ABOUDIA (B.1983)
ABOUDIA (B.1983)
1 More
ABOUDIA (B. 1983)

Môgô's Dream #2

ABOUDIA (B. 1983)
Môgô's Dream #2
signed 'ABOUDIA' (lower right)
acrylic and oil pastel on canvas
78 3/4 x 59 in. (200 x 150 cm.)
Executed in 2019.
Galerie Cécile Fakhoury, Abidjan
Acquired from the above by the present owner
Further details
The work is accompanied by a certificate of authenticity signed by the artist.

Brought to you by

Julian Ehrlich
Julian Ehrlich Associate Vice President, Specialist, Head of Post-War to Present Sale

Lot Essay

A Côte d'Ivoire native, Aboudia, or Abdoulaye Diarrassouba, finds his inspiration in the streets of Abidjan, particularly in its children. Throughout most of his oeuvre, Aboudia highlights the youth and spirit of the children that inhabit the streets of his home, citing them and the graffiti they produce as the main inspiration behind his creative process. Emulating their street art through his visual aesthetic, as well as through his use of accessible mediums, found materials, and paper scraps, Aboudia’s work remains a tribute to the youth of Côte d'Ivoire. Remarking on their influence on his work, the artist has stated, “the place of children in my work is very important, in that it is these children I love the most, who inspire me and who are the foundation of what I create.”

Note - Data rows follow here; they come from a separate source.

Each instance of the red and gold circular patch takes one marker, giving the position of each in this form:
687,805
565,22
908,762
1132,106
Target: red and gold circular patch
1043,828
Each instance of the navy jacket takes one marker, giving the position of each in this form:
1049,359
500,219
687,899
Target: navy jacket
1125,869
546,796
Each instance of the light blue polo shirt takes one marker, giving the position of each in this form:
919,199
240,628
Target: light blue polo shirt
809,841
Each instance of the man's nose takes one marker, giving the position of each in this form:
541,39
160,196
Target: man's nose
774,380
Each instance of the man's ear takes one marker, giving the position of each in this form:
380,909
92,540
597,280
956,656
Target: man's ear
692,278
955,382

It was this passion for the impoverished youth of his city that initially spurred Aboudia’s rise in the global art scene. The work he created during the violent fallout of the 2010 political upset in Côte d'Ivoire took hold across the globe for its harrowing explorations of the struggle to maintain boyhood innocence as war ravages any light in its path. Featuring muted color palettes, violent motifs of skulls and gunfire, and hollowed out bodies with empty ribcages, these works detail the loss suffered by the most vulnerable in a community in strife.

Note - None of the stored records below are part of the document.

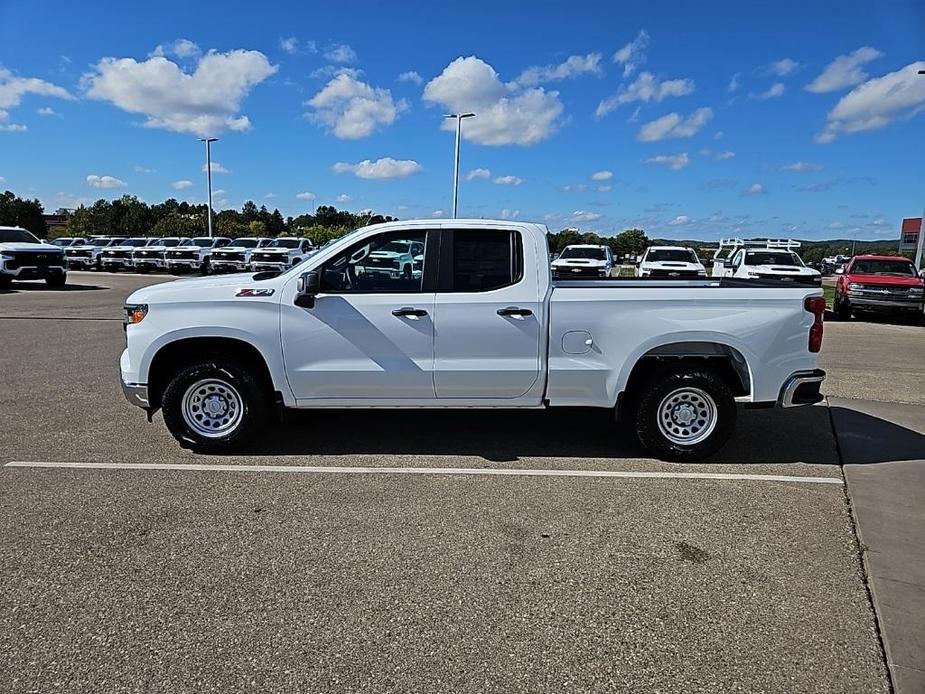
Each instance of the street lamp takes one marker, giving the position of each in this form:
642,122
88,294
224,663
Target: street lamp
209,141
458,117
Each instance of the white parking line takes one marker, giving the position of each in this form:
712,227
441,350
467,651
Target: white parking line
325,470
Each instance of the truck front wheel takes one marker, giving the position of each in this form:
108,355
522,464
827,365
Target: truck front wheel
685,415
214,405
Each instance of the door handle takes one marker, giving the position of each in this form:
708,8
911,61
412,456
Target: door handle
514,311
409,312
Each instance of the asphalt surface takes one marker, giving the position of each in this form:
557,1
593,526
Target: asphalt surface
142,580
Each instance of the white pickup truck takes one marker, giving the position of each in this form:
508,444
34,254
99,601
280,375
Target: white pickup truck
482,326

A significant divergence from the chilling paintings of war torn Côte d'Ivoire, Môgô’s Dream #2 embodies a new vision for the people of Abidjan as they emerge from a period of tension and animosity. Executed in 2019, a highly esteemed year for the artist, Môgô’s Dream #2 springs from the canvas in brilliant color with an aura of vitality and whimsy. Môgô, the subject of the work and a Nouchi word meaning “lad” or “the people,” sprawls across the canvas in boyish blue, his blood-red lungs filling his chest with the life and spirit of the impassioned scribblings around him. A sea of electric pink scrawled upon with childlike exuberance, Môgô’s Dream #2 expresses Aboudia’s hope for the môgôs of Abidjan in the wake of the traumatic unrest less than a decade prior: a reclamation of youth in the face of its absence. A child at his side, Môgô embraces the childhood that had been ripped away through conflict, no longer drained of color or vigor, no longer a hollowed body.